Every year St. Andrew's College, the United Church seminary in the Prairie provinces, asks us to take one Sunday and talk about theological education. In part this is a piece of their fundraising program. But more importantly it is a time to talk about why we find education important, why the United Church --like most other denominations, particularly those from the Reformed tradition-- values an educatied ministry. 

This Sunday we will explore the value of education in the church.

Monday, November 5, 2018

Looking Forward to November 11, 2018 -- Remembrance Day

To honour this 100th Anniversary of the Armistice of 1918 we will be marking the 2 minutes of silence as close to 11:00 as possible (so pretty much at the end of the service).

The Scripture Readings for this week are:
  • Micah 4:1-5
  • Joel 3:9-12
  • Matthew 5:1-10, 38-40

The Sermon title is To End All Wars

Early Thoughts: 11:00 November 11, 1918. After 4 long bloody years of warfare (most of which was spent in virtual stalemate) the guns stopped.

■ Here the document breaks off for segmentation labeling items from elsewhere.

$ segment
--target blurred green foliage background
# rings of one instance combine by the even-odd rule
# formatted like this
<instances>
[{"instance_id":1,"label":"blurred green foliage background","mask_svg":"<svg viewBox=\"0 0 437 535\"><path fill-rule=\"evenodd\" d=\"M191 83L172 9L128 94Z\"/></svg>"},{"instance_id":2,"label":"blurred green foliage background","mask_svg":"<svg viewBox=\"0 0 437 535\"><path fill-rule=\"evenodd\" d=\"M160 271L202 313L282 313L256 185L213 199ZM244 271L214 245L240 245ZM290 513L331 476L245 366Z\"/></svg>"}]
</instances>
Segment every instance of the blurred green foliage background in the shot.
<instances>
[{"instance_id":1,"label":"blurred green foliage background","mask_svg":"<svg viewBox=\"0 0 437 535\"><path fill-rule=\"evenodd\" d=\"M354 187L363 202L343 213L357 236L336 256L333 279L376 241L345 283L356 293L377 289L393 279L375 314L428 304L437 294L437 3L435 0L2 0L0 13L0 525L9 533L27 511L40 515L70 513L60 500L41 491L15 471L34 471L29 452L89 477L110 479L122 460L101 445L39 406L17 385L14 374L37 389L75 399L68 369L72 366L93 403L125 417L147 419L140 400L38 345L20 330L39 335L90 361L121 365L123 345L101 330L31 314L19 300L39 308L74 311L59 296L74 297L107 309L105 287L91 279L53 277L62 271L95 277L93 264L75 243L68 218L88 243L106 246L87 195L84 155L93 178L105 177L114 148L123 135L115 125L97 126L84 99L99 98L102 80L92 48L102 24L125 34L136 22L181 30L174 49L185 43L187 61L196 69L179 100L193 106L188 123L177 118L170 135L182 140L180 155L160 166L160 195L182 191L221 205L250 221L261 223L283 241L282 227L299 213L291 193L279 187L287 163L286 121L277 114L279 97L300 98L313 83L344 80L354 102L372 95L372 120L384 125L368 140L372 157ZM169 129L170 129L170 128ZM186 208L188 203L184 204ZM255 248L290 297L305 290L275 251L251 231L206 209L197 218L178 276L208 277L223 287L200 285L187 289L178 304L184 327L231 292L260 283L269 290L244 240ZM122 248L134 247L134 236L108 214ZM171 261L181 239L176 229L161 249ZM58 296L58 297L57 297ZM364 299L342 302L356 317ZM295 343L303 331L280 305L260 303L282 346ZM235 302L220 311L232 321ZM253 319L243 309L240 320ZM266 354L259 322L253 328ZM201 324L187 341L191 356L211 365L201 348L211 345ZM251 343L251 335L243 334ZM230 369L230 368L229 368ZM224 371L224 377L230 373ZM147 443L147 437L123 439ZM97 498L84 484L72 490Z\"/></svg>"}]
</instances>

The war which had hopefully and idealistically (or naively and nonsensibly) been called the war that will end war had come to an end. [Technically the war was not over until 1919 when the Treaty of Versailles was signed (or imposed on Germany) but to all intents and purposes the war ended when the fighting stopped.] And ever since people around the world have paused for a Pittance of Time at 11:00 on the 11th day of the 11th month..

One of the themes that has run through the last century of commemorations has been "Never Again". There has been some hope that eventually we will get to the time when warfare is part of the past and not the future. But we have yet to find the war that will end wars.

AS people of faith what do we do on November 11th? We stop and remember as many others do. We respect the price that was paid by so many over the "great" wars of the 20th Century. But is that enough? Within our stories and writings of faith is a promise that in the end war will be no more. The vision of God's Kingdom is one where lions and lambs lie down together and weapons are turned into tools. One of the criticisms that has been leveled, rightly or wrongly, at Remembrance Day celebrations is that the glorify war, that they glorify the sacrifice more than lament the loss. As people of faith what do we do with a hope for the peaceful Kingdom and the reality of a violent warring world.

And then it does not help that parts of our faith stories and writings seem in fact to be a call to arms, as this weeks' reading from Joel shows us.

As people of faith I think the question we need to ask is where is God in all of this? Where is God leading us? Which is not to say that the cure for war is for everyone to turn to Religion. After all it has repeatedly been proven that religion can be as much a force for war as a force for peace. But still it seems that the God we meet in Judeo-Christian Scripture  has a hope for peace, "neither shall they learn war any more".

AS I look at the example of Jesus I see part of the path. Don't return violence for violence. Don't return evil with evil. Don't seek payback and retribution. It reminds me of the slogan often seen at anti-war protests -- "Fighting for peace is like [having sex] for virginity". Maybe that is why we have failed to find the war that will end war?

IF we are to find peace, if we are to become the peacemakers who will be called children of GOD we need to find a new path. We need to push our leaders to find a new path. Because the governments of the world (in conjunction with what Eisenhower called the Military-Industrial Complex) have shown little real intent to actual bring an end to war, as Buffy Sainte-Marie laments in the song "The War Racket".

This year we will once again pause and remember and lament. How will God push us to change ourselves and our world so that "Never Again" is more than just a motto once a year?